Затем он упрекал ее мужа в недальновидности: не покупает домов, которые продаются так выгодно. И теперь уж Юлии казалось, что в жизни этого старика она – не единственная радость. Когда он принимал больных и потом уехал на практику, она ходила по всем комнатам, не зная, что делать и о чем думать. Она уже отвыкла от родного города и родного дома; ее не тянуло теперь ни на улицу, ни к знакомым, и при воспоминании о прежних подругах и о девичьей жизни не становилось грустно и не было жаль прошлого.
Вечером она оделась понаряднее и пошла ко всенощной. Но в церкви были только простые люди, и ее великолепная шуба и шляпка не произвели никакого впечатления. И казалось ей, будто произошла какая-то перемена и в церкви, и в ней самой. Прежде она любила, когда во всенощной читали канон и певчие пели ирмосы, например, «Отверзу уста моя», любила медленно подвигаться в толпе к священнику, стоящему среди церкви, и потом ощущать на своем лбу святой елей, теперь же она ждала только, когда кончится служба. И, выходя из церкви, она уже боялась, чтобы у нее не попросили нищие; было бы скучно останавливаться и искать карманы, да и в карманах у нее уже не было медных денег, а были только рубли.
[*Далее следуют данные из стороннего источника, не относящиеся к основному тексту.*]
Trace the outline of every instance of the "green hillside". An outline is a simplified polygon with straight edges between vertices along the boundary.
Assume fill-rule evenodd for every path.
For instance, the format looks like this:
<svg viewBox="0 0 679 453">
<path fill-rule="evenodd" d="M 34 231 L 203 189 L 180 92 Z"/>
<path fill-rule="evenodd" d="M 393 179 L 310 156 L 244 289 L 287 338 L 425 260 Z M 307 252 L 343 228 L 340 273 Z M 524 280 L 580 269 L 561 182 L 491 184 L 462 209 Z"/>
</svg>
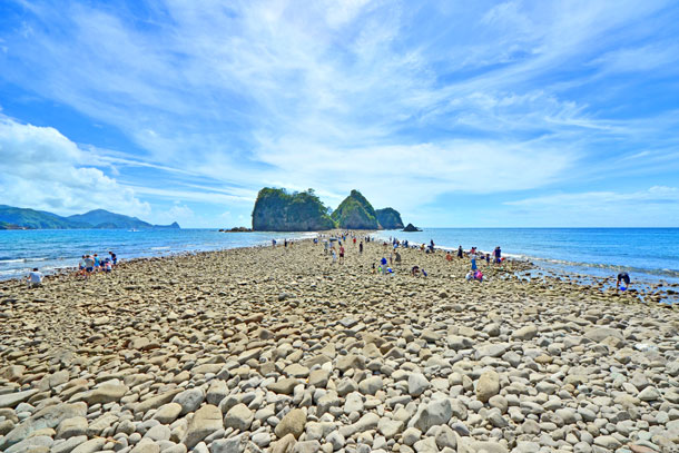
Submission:
<svg viewBox="0 0 679 453">
<path fill-rule="evenodd" d="M 343 229 L 378 229 L 380 223 L 375 209 L 358 191 L 352 190 L 331 216 Z"/>
<path fill-rule="evenodd" d="M 177 223 L 168 226 L 151 225 L 136 217 L 109 213 L 104 209 L 90 210 L 70 217 L 61 217 L 45 210 L 17 208 L 0 205 L 0 223 L 30 229 L 78 229 L 78 228 L 110 228 L 110 229 L 147 229 L 147 228 L 179 228 Z M 2 229 L 8 229 L 2 228 Z M 16 228 L 14 228 L 16 229 Z"/>
<path fill-rule="evenodd" d="M 401 214 L 394 208 L 384 208 L 375 210 L 377 215 L 377 221 L 384 229 L 400 229 L 403 228 L 403 220 Z"/>
<path fill-rule="evenodd" d="M 257 194 L 253 209 L 253 229 L 256 232 L 316 232 L 333 229 L 334 221 L 327 207 L 313 189 L 288 194 L 283 189 L 265 187 Z"/>
</svg>

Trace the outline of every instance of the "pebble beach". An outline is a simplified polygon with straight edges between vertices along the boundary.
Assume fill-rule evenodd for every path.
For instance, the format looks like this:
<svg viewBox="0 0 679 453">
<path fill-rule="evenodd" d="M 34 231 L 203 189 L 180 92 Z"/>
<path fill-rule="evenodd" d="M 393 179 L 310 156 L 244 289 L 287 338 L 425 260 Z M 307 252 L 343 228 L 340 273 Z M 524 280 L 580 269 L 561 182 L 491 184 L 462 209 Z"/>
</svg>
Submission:
<svg viewBox="0 0 679 453">
<path fill-rule="evenodd" d="M 380 275 L 381 243 L 346 250 L 0 283 L 0 451 L 679 451 L 676 306 L 524 262 L 478 283 L 441 252 Z"/>
</svg>

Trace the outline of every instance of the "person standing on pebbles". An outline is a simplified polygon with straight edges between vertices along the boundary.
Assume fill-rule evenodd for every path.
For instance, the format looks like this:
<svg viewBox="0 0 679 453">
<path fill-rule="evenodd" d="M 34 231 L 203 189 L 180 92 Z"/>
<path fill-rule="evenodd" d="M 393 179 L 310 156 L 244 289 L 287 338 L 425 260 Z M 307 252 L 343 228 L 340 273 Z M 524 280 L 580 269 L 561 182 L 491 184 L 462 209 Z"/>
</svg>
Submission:
<svg viewBox="0 0 679 453">
<path fill-rule="evenodd" d="M 38 286 L 42 286 L 42 274 L 38 270 L 37 267 L 33 267 L 33 270 L 27 277 L 28 287 L 37 288 Z"/>
</svg>

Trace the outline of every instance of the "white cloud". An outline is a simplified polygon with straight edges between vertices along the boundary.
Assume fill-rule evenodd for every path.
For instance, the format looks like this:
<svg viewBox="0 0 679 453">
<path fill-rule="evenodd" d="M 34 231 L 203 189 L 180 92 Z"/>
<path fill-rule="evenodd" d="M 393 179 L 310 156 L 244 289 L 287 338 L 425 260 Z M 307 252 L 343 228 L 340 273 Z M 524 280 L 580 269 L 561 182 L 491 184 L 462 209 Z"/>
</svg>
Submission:
<svg viewBox="0 0 679 453">
<path fill-rule="evenodd" d="M 127 215 L 150 207 L 100 169 L 50 127 L 0 117 L 0 198 L 3 204 L 76 214 L 104 208 Z"/>
<path fill-rule="evenodd" d="M 169 209 L 154 211 L 154 221 L 159 225 L 169 225 L 177 221 L 180 226 L 190 225 L 196 219 L 196 214 L 186 204 L 176 201 Z"/>
<path fill-rule="evenodd" d="M 585 191 L 525 198 L 504 204 L 508 221 L 529 216 L 535 226 L 676 227 L 679 188 Z"/>
<path fill-rule="evenodd" d="M 451 191 L 601 173 L 591 161 L 602 140 L 658 146 L 675 129 L 606 118 L 589 96 L 567 92 L 607 70 L 667 69 L 676 47 L 616 50 L 627 32 L 652 38 L 643 21 L 667 2 L 445 3 L 173 0 L 149 7 L 148 23 L 124 9 L 40 4 L 30 37 L 3 36 L 19 61 L 4 77 L 146 150 L 100 152 L 91 164 L 120 171 L 131 199 L 243 207 L 273 185 L 315 187 L 336 206 L 358 188 L 403 210 Z M 578 73 L 583 67 L 596 73 Z M 667 160 L 676 145 L 643 151 Z M 642 150 L 620 151 L 620 161 L 628 151 Z M 129 181 L 131 167 L 181 183 Z"/>
</svg>

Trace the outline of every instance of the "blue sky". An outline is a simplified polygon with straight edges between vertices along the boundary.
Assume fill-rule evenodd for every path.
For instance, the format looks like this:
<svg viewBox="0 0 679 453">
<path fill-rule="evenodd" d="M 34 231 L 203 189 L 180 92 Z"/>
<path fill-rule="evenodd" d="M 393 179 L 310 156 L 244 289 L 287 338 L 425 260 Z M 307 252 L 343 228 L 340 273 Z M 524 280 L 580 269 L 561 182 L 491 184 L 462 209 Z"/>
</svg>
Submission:
<svg viewBox="0 0 679 453">
<path fill-rule="evenodd" d="M 250 224 L 679 226 L 672 1 L 0 1 L 0 199 Z"/>
</svg>

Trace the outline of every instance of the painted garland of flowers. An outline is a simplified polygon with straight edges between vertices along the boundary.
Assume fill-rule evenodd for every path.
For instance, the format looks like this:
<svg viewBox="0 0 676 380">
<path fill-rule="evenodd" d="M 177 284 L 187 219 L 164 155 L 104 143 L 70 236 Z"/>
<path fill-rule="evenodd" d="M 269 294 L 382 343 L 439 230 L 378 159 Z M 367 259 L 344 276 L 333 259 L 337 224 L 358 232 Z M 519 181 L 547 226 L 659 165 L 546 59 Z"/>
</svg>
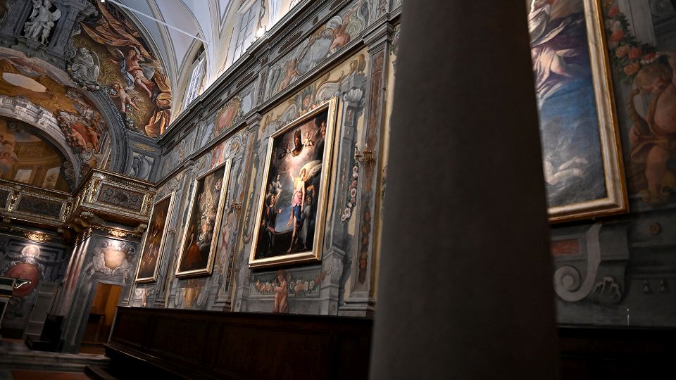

Легла она в постель рано, а уснула поздно. Снились ей все какие-то портреты и похоронная процессия, которую она видела утром; открытый гроб с мертвецом внесли во двор и остановились у двери, потом долго раскачивали гроб на полотенцах и со всего размаха ударили им в дверь. Юлия проснулась и вскочила в ужасе. В самом деле, внизу стучали в дверь, и проволока от звонка шуршала по стене, но звонка не было слышно.
Закашлял доктор. Вот, слышно, горничная сошла вниз, потом вернулась.
– Барыня! – сказала она и постучала в дверь. – Барыня!
– Что такое? – спросила Юлия.
– Вам телеграмма!
Юлия со свечой вышла к ней. Позади горничной стоял доктор, в нижнем белье и пальто, и тоже со свечой.
– Звонок у нас испортился, – говорил он, зевая спросонок. – Давно бы починить надо.
Юлия распечатала телеграмму и прочла: «Пьем ваше здоровье. Ярцев, Кочевой».
– Ах, какие дураки! – сказала она и захохотала; на душе у нее стало легко и весело.
Вернувшись к себе в комнату, она тихо умылась, оделась, потом долго укладывала свои вещи, пока не рассвело, а в полдень уехала в Москву.